Barry graduated from Bowdoin in 1963. No one, since then, has devoted more time and energy to the College. He was a member of the Board of Overseers, now serves on Bowdoin's Board of Trustees; chaired Bowdoin's Investment Committee for five years, and is currently chair of the Development and College Relations Committee. It is wonderful that Barry and Oblio and their five children are here, with their spouses and with Barry's mother. Barry's children, in fact, are honoring the project and Barry and Oblio by providing a teak bench to be placed outside the Theater.

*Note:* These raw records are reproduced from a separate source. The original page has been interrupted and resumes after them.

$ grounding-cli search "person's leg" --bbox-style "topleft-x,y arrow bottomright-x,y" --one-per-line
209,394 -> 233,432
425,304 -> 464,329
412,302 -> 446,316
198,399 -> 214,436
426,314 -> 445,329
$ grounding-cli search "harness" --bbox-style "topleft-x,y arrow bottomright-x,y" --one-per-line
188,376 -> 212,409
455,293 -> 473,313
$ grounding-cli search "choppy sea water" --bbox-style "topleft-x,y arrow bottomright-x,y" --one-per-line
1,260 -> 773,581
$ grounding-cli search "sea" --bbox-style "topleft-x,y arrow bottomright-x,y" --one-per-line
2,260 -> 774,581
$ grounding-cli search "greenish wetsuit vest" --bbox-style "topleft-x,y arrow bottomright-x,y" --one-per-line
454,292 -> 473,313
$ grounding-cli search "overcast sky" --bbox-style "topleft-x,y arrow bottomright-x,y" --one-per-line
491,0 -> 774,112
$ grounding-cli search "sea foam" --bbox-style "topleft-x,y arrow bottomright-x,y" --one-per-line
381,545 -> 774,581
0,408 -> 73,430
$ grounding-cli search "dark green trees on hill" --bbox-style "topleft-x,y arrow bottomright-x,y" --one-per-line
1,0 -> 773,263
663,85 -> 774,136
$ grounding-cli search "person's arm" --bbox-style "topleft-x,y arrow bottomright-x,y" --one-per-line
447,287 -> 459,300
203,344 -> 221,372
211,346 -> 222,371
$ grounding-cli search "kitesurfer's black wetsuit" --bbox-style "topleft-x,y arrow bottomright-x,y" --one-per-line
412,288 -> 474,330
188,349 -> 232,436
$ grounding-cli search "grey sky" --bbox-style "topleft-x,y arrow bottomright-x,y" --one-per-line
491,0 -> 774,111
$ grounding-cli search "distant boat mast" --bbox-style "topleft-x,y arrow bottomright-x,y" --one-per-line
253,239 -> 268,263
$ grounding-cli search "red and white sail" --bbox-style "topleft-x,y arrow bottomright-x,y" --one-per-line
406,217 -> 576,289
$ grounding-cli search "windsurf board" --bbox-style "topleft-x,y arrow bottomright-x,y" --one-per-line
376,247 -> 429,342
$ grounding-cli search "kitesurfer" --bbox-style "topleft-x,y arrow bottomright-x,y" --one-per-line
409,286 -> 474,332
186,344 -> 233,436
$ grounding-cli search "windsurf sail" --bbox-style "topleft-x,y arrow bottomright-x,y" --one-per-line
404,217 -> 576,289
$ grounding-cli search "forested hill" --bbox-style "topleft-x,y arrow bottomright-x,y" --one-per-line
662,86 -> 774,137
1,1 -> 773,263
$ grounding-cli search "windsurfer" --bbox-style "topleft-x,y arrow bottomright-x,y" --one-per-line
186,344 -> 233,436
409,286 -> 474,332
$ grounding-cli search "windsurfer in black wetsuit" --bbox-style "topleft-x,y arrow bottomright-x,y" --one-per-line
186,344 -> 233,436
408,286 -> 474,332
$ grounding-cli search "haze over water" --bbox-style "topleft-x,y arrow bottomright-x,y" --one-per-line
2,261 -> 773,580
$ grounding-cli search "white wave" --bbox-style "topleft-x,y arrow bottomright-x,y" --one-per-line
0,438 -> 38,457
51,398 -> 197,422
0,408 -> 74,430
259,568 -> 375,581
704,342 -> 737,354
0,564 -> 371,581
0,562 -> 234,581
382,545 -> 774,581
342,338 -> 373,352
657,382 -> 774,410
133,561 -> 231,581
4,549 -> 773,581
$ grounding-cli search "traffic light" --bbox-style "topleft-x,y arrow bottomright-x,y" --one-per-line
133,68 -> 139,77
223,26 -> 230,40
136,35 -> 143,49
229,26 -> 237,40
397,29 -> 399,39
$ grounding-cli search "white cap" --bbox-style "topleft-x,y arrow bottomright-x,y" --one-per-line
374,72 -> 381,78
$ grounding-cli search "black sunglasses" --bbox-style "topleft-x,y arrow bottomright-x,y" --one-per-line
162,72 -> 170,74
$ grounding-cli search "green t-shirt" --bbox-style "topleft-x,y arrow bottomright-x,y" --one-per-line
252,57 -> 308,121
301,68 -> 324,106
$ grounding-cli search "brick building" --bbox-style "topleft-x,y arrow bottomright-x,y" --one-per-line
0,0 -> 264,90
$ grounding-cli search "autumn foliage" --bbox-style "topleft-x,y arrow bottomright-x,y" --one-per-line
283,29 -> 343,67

There is much more to say, but I must not say it. I'd only mention one additional feature of the project. I confess that Blythe and I cooked up the idea of a weathervane for the Wish Theater. We thought that it should be a polar bear. What should it look like? It took Mark Wethli, Professor of Art, and Susan Kaplan, Director of the Arctic Museum, to come up with the right design. Now, apparently, polar bears only travel north; this one of course, will go where the wind blows. But we hope that this prototype of the weathervane will always go wherever Barry and Oblio go. For it symbolizes the Wish Theater - or more specifically the $5 million that Barry no longer has, and the wonderful project that we have. We hope that our very generous donors, Barry and Oblio, will think of Bowdoin's gratitude to them every time they look at their polar bear.
Now, it's a pleasure to introduce June Vail, chair of the Department of Theater and Dance, who joined the Bowdoin faculty in 1971 as Director of the Dance Program.